Thursday, April 21, 2016

On cycle count predictability and related things

Some folks have expressed their concern that this CPU redesign takes away from the genuine 8-bit computer feel of the MEGA65.  My feeling is that it doesn't which I will explain below, but at the same time I don't want to be dismissive of anyone's concerns. Our goal remains to make something that is authentic and enjoyable for a wide range of people to use and program.  So please poke me, either in the comments or elsewhere if you wish.

But for now, I will take a little time to explain how the CPU looks from the user-perspective, to hopefully provide some assurance that it is not really a great departure from what we already had.  Indeed, from what I understand, what we doing here is not greatly different from how the Chameleon's CPU operates, i.e., some more modern CPU construction techniques are used behind the scenes, to provide what is very much (in their case) a 6502.

The main difference is that we are being transparent how we are making the CPU behind the scenes, so that it gives the end result of being a 6502 and 4502 compatible CPU.  We're sorry if that spoils the "magic trick" for some, but we strongly believe that transparency is always best in the long run.

The out-of-order instruction retirement is just a fancy way of saying that the CPU takes and executes the instructions in order, but some can take longer to complete, for example if they need to read or write from memory.

What doesn't change, is if an instruction requires the value read from memory, that it can't be completed until the thing it depends on is complete.  That is, it still behaves exactly as one expects a 6502 to behave, for any given program.  This is quite similar in many ways to the way that the SuperCPU has a 1-byte write-through "cache."  We are just using a different mechanism (register renaming, or reservation slots, depending on how you want to look at it), but to achieve much the same goal.

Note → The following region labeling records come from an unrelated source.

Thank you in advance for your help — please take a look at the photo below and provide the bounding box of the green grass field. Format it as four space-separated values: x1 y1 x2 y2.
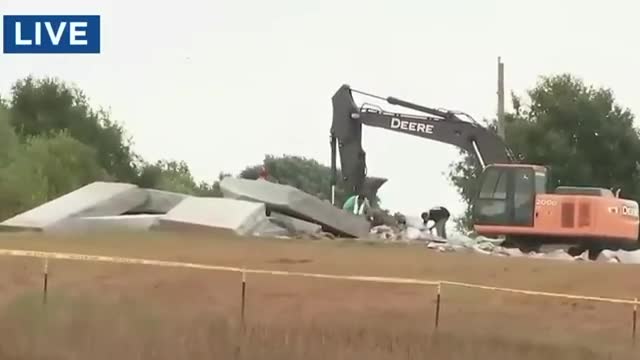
0 234 640 360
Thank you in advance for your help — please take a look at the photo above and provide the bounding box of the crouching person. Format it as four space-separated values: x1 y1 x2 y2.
342 194 371 216
420 206 451 239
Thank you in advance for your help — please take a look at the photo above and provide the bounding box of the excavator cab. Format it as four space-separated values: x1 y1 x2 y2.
473 164 547 227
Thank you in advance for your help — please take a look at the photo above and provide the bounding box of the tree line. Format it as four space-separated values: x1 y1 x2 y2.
0 74 640 228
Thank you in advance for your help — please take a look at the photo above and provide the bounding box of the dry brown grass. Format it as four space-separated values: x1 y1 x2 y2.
0 234 640 360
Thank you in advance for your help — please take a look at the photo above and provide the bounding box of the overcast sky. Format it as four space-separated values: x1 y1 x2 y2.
0 0 640 215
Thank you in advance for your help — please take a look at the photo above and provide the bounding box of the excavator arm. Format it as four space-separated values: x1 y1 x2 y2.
331 85 516 197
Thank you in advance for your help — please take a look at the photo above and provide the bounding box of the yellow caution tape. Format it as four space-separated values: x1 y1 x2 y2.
0 249 639 306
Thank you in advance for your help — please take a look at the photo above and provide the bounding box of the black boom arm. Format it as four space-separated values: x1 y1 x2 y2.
331 85 515 197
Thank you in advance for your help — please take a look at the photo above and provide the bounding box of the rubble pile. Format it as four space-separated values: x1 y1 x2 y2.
0 177 640 264
368 224 640 264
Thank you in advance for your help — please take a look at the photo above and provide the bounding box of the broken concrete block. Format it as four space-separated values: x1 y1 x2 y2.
220 177 370 237
128 189 190 214
253 218 294 237
269 211 322 235
46 214 163 233
0 181 148 231
152 197 267 235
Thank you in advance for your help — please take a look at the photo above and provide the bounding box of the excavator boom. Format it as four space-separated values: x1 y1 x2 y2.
331 85 516 193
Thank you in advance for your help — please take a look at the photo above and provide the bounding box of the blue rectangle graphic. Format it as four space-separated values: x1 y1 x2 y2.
2 15 100 54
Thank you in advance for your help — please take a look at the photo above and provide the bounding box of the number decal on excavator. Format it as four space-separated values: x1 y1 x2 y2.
622 205 638 217
536 199 558 206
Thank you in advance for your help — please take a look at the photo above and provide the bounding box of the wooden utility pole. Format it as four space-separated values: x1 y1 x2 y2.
498 56 504 140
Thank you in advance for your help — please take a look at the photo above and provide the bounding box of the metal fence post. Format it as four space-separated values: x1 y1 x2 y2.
631 298 638 345
240 271 247 330
42 258 49 304
435 282 442 330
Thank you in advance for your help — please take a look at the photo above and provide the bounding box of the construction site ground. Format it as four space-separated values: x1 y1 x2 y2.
0 233 640 359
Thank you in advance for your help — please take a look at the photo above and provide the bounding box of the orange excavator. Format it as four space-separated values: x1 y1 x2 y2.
331 85 640 258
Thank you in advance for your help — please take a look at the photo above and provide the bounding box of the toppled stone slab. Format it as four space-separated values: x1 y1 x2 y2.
128 189 190 214
152 197 267 235
47 214 163 233
253 218 295 238
269 211 322 235
220 177 370 237
0 181 148 231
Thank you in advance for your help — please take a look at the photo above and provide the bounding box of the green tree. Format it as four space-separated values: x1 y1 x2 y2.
8 77 138 182
0 103 18 167
449 74 640 231
0 132 111 219
138 160 224 197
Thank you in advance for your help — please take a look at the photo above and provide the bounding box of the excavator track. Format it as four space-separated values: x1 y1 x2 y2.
502 235 640 260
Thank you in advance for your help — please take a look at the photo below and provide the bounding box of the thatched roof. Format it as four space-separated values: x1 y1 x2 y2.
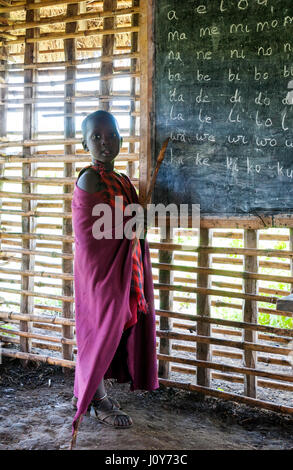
0 0 133 63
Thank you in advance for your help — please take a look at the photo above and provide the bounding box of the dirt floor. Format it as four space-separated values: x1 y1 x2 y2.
0 358 293 450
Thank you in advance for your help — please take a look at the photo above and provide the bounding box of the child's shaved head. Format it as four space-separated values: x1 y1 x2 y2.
81 110 119 140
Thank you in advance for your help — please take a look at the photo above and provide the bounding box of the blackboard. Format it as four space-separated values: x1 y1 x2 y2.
153 0 293 216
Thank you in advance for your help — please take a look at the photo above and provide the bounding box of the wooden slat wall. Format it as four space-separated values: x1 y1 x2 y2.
0 0 293 413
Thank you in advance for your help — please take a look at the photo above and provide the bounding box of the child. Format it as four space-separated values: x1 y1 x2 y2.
72 111 159 436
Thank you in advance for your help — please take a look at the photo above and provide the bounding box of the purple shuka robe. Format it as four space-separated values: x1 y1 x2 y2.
72 172 159 432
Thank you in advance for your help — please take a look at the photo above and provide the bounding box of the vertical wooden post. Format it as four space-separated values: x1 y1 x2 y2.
62 4 79 360
19 0 38 352
127 0 139 179
139 0 154 202
99 0 117 111
243 229 258 398
196 228 212 387
289 228 293 294
0 40 8 250
158 222 174 378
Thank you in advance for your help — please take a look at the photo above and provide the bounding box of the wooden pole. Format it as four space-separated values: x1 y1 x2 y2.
289 228 293 294
19 2 38 358
139 0 154 201
0 28 8 255
196 228 212 387
62 3 78 361
127 0 139 178
243 230 258 398
158 224 174 378
99 0 117 111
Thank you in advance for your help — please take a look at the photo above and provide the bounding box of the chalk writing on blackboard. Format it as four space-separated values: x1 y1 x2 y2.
153 0 293 215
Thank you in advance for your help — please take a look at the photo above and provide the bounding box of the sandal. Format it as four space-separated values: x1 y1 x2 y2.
71 395 121 414
90 405 133 429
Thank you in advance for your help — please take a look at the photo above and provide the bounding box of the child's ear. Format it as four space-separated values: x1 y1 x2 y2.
81 140 89 152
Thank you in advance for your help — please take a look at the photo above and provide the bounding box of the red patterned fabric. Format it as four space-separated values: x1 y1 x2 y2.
78 162 148 330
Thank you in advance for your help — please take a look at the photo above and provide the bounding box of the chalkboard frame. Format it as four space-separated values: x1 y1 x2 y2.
144 0 293 230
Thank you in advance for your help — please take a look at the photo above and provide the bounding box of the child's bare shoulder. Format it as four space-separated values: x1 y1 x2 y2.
76 167 105 193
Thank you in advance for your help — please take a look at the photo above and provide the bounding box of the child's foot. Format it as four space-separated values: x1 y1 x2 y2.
71 396 121 411
92 396 132 428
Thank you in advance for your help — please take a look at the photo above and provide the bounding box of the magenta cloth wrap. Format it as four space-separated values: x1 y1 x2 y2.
72 173 159 432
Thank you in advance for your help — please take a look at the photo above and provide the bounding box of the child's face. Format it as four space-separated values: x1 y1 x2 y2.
85 119 120 163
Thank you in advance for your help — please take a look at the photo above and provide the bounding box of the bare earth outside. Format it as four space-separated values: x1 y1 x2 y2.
0 358 293 450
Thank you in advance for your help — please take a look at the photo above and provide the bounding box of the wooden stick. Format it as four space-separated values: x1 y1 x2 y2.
0 26 139 46
132 137 170 254
0 7 139 33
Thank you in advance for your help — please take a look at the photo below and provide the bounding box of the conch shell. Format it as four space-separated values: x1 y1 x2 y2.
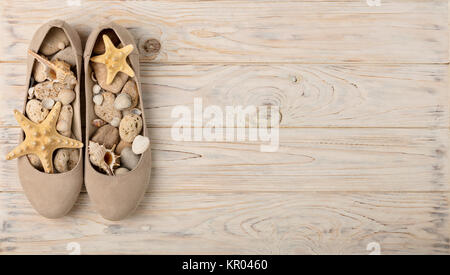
28 49 77 89
89 141 120 176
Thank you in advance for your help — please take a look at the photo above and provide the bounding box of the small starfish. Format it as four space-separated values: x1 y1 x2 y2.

So if we look at a simple loop:

l1: lda $1000,x
sta $2000,x 
bne l1         

The simulation of this loop for the new CPU (in its current unfinished form, so there might be some changes) below shows how a couple of loop iterations go through. Note that register contents are BEFORE the instruction is executed, just because of how the simulation outputs stuff.  i.e., it shows the CPU state just before it executes the instruction, instead of just after.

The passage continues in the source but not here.